# Jerking 1.4



## riskinron9 (Aug 7, 2018)

Dose anyone else have this issue? I'm not sure if it's transmission or engine related. It has a jerking feel to it. 
No check engine light or anything hmmm


----------



## HBCRUZE2017 (Jan 25, 2018)

more info??


----------



## Blasirl (Mar 31, 2015)

[h=2]Fix my Cruze!!![/h]We want to help you fix your Cruze as quickly as possible. To do that, we need some basic information, such as:

1. Year, trim level, and transmission.
2. Miles on the car!!! 
3. Check engine light, airbag, or other warning light on or "Service [insert system here]" message showing? Has somebody told you the code if the check engine light is on?
4. Approximate location of the issue.
5. As detailed a description of the problem as you can give.
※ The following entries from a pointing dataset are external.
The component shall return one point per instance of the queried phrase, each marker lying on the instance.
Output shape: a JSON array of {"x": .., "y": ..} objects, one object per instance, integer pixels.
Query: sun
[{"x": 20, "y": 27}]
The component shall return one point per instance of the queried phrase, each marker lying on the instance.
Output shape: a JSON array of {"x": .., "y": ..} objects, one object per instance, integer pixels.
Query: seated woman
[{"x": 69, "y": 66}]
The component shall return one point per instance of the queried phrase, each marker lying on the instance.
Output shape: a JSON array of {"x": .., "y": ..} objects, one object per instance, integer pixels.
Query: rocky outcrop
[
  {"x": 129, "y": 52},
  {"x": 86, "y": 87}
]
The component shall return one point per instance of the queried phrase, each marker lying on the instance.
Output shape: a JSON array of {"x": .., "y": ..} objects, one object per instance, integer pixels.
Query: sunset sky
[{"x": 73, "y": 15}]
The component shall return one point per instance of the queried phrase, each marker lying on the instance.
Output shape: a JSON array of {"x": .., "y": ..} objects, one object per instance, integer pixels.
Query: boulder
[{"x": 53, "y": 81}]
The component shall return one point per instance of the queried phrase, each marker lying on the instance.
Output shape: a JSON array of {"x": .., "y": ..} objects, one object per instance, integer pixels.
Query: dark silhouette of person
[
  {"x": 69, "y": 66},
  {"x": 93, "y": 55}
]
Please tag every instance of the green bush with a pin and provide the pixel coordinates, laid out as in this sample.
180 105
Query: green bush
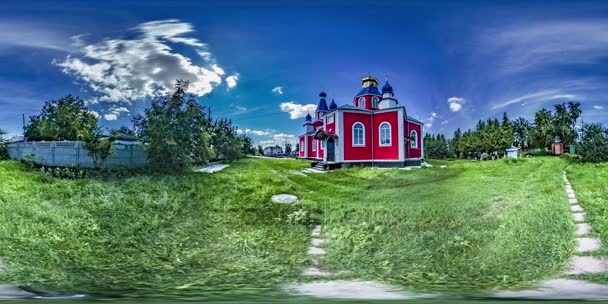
593 146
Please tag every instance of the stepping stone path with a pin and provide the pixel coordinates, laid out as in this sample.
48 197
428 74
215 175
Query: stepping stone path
342 289
567 289
584 243
284 198
212 168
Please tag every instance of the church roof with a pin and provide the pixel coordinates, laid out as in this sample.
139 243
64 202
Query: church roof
410 118
333 105
322 106
369 90
387 88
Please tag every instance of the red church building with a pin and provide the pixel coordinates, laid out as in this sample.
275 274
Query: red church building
375 131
Something like "My 2012 Cruze Eco manual transmission with 50k miles on it is making a grinding noise from around the brake pedal at 12 mph every time I start the car, and doesn't do it again until I start the car again" is enough to let us get started. (Hint: I described the ABS self-check, and that check is normal for every Cruze on startup)
6. Country! Your warranty and repair options might be different in other countries than here in the United States or Canada.
7. (as needed): Left-hand drive or right-hand drive? If your car is right-hand drive, that's nice to know since a lot of us on this board have little experience with RHD cars.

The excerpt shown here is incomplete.